Setelah itu, pakan pelet diberikan dengan kadar protein 38—40% untuk menunjang pertumbuhan ikan. Nesa menyortir ikan maksimal dua kali dan rutin melakukan karantina sebelum distribusi.
Kolam dan ketinggian air pun disesuaikan dengan lokasi petani mitra. Rata-rata kolam memiliki tinggi 40 cm dengan ketinggian air 30 cm, lalu meningkat menjadi kolam 60 cm dengan air 45 cm saat ikan membesar.

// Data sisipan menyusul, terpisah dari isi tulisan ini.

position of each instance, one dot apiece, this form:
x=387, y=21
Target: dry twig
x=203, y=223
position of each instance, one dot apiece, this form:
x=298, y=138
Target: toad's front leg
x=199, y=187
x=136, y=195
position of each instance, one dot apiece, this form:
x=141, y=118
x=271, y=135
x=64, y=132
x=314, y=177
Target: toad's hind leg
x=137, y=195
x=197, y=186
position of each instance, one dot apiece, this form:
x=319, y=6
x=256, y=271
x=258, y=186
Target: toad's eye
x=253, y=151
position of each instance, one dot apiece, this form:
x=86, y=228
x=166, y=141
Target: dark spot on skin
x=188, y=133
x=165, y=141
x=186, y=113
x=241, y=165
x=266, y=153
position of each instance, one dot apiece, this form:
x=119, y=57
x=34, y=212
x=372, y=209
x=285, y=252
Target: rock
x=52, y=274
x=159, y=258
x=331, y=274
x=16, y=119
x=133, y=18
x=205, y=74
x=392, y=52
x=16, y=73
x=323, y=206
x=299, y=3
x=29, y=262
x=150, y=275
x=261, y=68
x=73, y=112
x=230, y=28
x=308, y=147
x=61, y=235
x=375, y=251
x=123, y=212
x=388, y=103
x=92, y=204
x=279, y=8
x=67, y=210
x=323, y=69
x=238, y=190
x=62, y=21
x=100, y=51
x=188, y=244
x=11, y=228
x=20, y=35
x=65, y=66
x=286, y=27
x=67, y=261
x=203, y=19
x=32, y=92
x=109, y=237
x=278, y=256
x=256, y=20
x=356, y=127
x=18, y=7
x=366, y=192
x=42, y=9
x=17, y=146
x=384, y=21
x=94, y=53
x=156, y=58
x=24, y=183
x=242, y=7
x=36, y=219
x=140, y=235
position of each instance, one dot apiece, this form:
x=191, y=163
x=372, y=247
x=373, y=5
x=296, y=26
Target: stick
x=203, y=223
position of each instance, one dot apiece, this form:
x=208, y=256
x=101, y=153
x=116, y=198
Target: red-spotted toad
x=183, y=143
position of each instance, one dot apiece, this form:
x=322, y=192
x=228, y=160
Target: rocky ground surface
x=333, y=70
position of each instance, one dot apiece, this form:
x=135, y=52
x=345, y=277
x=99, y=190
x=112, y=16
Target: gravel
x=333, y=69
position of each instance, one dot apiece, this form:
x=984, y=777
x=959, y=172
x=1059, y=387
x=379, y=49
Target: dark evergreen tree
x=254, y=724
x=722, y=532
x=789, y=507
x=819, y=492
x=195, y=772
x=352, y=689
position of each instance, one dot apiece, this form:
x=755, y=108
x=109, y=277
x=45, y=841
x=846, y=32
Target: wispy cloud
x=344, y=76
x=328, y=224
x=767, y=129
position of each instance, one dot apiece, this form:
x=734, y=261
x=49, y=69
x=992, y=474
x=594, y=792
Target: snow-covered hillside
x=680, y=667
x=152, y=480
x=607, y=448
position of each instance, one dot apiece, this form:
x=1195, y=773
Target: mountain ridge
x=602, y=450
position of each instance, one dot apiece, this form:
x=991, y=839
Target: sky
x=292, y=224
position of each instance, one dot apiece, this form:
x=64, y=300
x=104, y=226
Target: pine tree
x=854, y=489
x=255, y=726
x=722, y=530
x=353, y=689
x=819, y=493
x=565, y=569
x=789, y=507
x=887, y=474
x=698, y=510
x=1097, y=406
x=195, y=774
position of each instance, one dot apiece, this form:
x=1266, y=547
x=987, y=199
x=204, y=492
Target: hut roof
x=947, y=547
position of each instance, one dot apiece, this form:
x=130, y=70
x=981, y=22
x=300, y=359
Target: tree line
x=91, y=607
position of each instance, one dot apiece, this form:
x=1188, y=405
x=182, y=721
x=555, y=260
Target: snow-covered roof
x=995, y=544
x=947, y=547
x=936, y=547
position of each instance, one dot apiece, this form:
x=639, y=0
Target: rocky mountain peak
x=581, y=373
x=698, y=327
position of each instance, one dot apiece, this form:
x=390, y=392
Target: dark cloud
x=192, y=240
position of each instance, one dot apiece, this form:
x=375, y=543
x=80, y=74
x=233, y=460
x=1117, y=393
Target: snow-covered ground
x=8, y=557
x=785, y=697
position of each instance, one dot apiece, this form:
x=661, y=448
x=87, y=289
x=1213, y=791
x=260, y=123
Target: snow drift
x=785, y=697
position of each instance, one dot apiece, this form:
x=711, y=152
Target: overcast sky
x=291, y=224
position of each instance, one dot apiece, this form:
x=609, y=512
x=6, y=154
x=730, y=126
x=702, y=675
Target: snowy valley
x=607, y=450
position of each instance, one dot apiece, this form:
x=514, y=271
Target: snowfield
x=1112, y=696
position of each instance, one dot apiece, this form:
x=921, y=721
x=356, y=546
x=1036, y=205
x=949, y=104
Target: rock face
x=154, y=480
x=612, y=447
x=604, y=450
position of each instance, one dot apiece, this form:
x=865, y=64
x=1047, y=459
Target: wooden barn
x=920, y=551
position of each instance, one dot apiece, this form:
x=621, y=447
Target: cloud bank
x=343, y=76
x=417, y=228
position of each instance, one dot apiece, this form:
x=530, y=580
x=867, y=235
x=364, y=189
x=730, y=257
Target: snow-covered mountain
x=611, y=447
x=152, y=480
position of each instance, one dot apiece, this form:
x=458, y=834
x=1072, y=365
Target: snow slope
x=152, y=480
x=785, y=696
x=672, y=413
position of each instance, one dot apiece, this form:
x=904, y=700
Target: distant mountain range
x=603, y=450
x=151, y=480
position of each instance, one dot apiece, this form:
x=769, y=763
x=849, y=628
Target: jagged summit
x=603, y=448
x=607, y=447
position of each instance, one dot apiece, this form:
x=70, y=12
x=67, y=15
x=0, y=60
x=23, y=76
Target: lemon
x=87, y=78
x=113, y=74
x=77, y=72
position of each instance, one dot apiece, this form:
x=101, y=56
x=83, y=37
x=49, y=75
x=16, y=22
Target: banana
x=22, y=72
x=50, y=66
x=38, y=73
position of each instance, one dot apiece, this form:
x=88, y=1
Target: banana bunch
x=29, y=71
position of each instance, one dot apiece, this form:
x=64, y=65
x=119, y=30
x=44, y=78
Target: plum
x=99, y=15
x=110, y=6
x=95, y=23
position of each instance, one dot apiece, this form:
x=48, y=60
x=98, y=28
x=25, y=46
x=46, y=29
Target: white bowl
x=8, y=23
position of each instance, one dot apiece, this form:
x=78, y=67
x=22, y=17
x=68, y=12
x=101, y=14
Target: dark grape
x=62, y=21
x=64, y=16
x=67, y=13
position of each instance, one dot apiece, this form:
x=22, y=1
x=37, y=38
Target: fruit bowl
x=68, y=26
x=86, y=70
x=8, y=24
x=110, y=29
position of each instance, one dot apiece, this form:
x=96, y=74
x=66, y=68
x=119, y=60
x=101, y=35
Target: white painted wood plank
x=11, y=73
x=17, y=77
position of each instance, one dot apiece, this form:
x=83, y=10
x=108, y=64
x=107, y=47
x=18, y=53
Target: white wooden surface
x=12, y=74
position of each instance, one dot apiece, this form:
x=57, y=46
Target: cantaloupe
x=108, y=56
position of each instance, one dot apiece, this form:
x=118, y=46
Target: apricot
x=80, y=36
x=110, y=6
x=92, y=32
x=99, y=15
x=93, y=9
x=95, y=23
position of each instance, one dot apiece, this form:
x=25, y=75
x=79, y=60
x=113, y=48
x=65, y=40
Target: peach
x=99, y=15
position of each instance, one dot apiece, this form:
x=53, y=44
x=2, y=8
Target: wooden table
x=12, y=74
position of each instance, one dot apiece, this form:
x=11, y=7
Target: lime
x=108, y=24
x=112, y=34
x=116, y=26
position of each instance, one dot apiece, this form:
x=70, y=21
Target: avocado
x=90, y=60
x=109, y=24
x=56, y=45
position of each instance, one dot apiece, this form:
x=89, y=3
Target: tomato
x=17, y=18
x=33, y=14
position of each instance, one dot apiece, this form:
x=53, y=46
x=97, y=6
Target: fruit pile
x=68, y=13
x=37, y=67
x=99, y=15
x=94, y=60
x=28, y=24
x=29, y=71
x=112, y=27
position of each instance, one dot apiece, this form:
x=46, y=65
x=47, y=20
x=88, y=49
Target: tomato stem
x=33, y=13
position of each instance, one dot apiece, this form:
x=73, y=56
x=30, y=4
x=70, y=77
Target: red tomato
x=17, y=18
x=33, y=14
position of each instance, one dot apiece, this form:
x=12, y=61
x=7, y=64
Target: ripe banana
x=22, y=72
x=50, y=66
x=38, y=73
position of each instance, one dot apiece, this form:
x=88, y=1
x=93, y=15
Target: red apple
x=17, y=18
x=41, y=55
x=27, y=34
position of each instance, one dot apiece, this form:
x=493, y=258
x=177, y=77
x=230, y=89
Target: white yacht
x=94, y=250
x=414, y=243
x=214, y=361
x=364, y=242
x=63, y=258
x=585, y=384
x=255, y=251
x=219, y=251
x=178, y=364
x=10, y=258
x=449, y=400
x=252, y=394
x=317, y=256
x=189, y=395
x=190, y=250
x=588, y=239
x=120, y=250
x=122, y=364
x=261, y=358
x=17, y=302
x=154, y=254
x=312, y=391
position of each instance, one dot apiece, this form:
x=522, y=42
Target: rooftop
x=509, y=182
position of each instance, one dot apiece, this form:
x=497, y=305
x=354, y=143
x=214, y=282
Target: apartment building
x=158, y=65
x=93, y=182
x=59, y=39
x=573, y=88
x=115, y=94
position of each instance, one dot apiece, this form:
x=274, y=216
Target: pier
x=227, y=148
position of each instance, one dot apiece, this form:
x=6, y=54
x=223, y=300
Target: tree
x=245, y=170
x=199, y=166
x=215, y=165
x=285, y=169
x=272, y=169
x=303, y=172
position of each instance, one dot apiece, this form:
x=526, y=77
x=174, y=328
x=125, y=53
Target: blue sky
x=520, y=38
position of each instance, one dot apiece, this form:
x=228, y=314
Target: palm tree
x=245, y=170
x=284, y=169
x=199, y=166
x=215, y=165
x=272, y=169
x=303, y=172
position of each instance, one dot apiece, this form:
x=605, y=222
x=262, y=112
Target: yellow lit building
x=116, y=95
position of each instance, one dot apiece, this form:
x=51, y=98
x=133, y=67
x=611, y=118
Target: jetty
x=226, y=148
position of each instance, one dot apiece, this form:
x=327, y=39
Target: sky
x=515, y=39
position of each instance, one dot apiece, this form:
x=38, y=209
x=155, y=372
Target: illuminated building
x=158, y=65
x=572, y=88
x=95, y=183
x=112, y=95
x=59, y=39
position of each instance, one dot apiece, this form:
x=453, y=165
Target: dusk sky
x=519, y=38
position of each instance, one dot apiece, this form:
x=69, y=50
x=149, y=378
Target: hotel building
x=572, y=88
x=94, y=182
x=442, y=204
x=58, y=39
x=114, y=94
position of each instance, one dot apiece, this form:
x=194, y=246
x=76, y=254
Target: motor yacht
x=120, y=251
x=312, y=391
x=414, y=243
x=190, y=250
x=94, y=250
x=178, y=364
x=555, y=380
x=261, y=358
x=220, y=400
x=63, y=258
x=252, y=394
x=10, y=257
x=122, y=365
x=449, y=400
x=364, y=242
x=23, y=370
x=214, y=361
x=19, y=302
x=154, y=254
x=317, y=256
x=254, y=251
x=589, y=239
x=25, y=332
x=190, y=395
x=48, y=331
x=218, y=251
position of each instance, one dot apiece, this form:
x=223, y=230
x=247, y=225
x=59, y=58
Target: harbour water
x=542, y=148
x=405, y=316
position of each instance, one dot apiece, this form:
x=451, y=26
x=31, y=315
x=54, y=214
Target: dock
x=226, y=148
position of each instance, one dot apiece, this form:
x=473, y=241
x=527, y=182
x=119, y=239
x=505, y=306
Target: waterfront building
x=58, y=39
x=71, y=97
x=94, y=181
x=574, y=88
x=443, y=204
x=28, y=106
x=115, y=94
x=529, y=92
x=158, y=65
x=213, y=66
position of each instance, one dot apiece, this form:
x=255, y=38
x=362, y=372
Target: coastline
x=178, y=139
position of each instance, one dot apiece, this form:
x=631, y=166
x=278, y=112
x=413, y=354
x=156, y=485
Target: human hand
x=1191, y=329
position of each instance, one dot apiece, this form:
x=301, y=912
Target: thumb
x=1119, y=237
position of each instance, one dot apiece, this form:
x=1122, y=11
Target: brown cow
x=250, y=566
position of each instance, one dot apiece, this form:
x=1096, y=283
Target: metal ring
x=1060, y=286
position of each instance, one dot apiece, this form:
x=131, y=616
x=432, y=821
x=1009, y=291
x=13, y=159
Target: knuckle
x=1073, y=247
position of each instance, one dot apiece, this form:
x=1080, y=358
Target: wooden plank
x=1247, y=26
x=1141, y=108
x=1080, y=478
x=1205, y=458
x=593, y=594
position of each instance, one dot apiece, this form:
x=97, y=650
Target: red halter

Selain pembibitan, Nesa juga mengolah ikan lele menjadi produk bernilai tambah seperti rolade, katsu, dan nuget. Produk olahan itu disukai pasar karena praktis dan bergizi.
Kendala utama usaha justru datang dari sisi pemasaran. Beberapa pembeli tidak selalu lancar dalam pembayaran.
Pada tiga bulan pertama, Nesa sempat mengalami pembayaran macet hingga Rp137 juta. Namun ia tetap bersemangat karena permintaan pasar tinggi dan belum terpenuhi seluruhnya.
Prospek usaha dinilai masih sangat terbuka lebar. Saat ini omzet usaha keduanya mencapai Rp300 juta—Rp500 juta per bulan.